Pour le ministre de l’Agriculture M.Nouri, en visite récemment dans la wilaya de Tipasa, qui avait soutenu par le passé que le problème se situe dans la régulation du marché, aucune allusion n’a été faite à ce propos. Il faut dire que toutes les solutions imaginées par les secteurs concernés telles que le système Syrpalac (système de régulation des produits à large consommation), n’ont donné aucun résultat sur le terrain. Actuellement, il existe en Algérie 1597 marchés dont 43 dédiés au commerce de gros de fruits et de légumes et 654 de détail et 623 sont des marchés hebdomadaires.
La mauvaise répartition et la désorganisation qui les caractérisent, ont laissé place à une armée de spéculateurs, d’intermédiaires et de mandataires informels. Et ce, à travers des procédés très simples, qui consistent à s’approprier les plus grandes quantités de fruits et légumes, les entreposer jusqu’à ce que la demande arrive à des seuils qui leur permettent de vendre à prix forts. Il est clair que le manque terrible en infrastructures qui permettent l’établissement d’un système de contrôle, de traçabilté et l ‘immense retard accusé dans la réalisation des marchés de gros et de détail, en vue d’organiser le commerce intérieur et légaliser les activités informelles n’ont fait qu’aggraver la situation.
Pour les viandes, la problématique est identique, les règles établies par les différents systèmes de distributions étatiques, tels que la SGP Proda, incluant 290 points de vente à travers le territoire national, n’arrivent toujours pas à maintenir des prix plus ou moins abordables pour le consommateur. D’autre part, le manque cruel d’infrastructures, tels que les centres d’abattage destinés à encadrer cette distribution, a lourdement encouragé les spéculateurs à asseoir leurs business. En matière de viande blanche, produit de large consommation, les abattoirs avicoles publics ne prennent en charge que 20% de la production nationale. C’est dire la gravité des risques pour la santé humaine qu’implique la prolifération des abattoirs clandestins et ce en plus des dangers qui découlent des mauvaises conditions de stockage et congélation.
En tout état de cause, l’abandon de cette filière par les aviculteurs a entraîné une perte sensible sur la production et par conséquent une hausse des prix sans précédent. La flambée des prix prend toute sa mesure lorsqu’il s’agit de viandes rouges. A la veille du mois de Ramadhan, le consommateur assiste impuissant à une envolée des prix de la viande rouge qui passent du simple au double, du jour au lendemain.
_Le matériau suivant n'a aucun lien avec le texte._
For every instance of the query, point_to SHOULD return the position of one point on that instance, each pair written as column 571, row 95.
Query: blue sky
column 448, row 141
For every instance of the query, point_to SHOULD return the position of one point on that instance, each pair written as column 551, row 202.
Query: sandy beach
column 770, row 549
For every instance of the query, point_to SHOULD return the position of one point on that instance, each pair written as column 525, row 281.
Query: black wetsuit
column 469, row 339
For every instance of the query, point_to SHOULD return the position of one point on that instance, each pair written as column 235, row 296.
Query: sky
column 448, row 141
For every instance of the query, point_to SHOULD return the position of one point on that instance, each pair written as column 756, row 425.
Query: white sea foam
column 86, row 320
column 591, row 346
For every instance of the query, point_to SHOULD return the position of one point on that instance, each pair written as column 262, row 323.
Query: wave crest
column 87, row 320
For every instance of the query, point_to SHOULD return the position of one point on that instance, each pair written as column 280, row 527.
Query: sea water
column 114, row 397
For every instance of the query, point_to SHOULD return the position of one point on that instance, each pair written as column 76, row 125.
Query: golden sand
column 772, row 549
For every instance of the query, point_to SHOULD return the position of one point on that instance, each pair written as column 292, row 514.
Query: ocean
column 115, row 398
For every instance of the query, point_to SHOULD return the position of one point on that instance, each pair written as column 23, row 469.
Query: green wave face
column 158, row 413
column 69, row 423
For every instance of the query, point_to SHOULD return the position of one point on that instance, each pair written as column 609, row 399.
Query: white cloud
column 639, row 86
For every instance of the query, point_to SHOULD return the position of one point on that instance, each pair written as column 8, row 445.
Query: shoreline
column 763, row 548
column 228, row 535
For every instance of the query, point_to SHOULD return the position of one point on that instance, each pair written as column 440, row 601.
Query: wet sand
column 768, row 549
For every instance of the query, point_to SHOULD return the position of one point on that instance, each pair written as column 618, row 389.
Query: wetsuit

Il est vrai que la demande spécifique du mois de Ramadhan requiert une stratégie et une gestion particulières, mais ni les importations massives qui accompagnent ce mois, ni les mesures et systèmes mis en place, n’ont pu réduire cette frénésie des prix et empêcher les forces de la spéculation d’avoir main basse sur ce marché. Ces dernières agissant dans la clandestinité sont alimentées par des complicités, peuvent aller jusqu’à provoquer des pénuries pour déjouer les différents mesures étatiques et sauvegarder leurs intérêts. Selon les experts, 60 à 80% des fruits et légumes écoulés sur le marché, passent par des mandataires informels.
Ceci étant, à moins de deux mois du Ramadhan, le calcul du budget de consommation alimentaire de l’Algérien moyen, est devenu un réel casse-tête chinois, relevant de l’utopie. Pour un Snmg ne dépassant pas les 18.000 DA et un salaire moyen en Algérie, autour de 35.000 DA, le consommateur algérien est confronté à une mercuriale qui annonce des prix étourdissants, ainsi la pomme de terre est cédée entre 40 et 70 DA, l’oignon affichait ce matin 120 DA, la tomate oscille entre 100 et 120 DA. Alors que pour la viande rouge les prix arrivent à culminer à 1300 et 1500 DA, l’escalope de dinde atteint les 700 DA. En somme, il semble que ce phénomène est fortement enraciné sur le terrain. L’Algérie a pris l’habitude de s’installer dans la pénurie, quant au consommateur, il ne peut au demeurant, que prendre son mal en patience.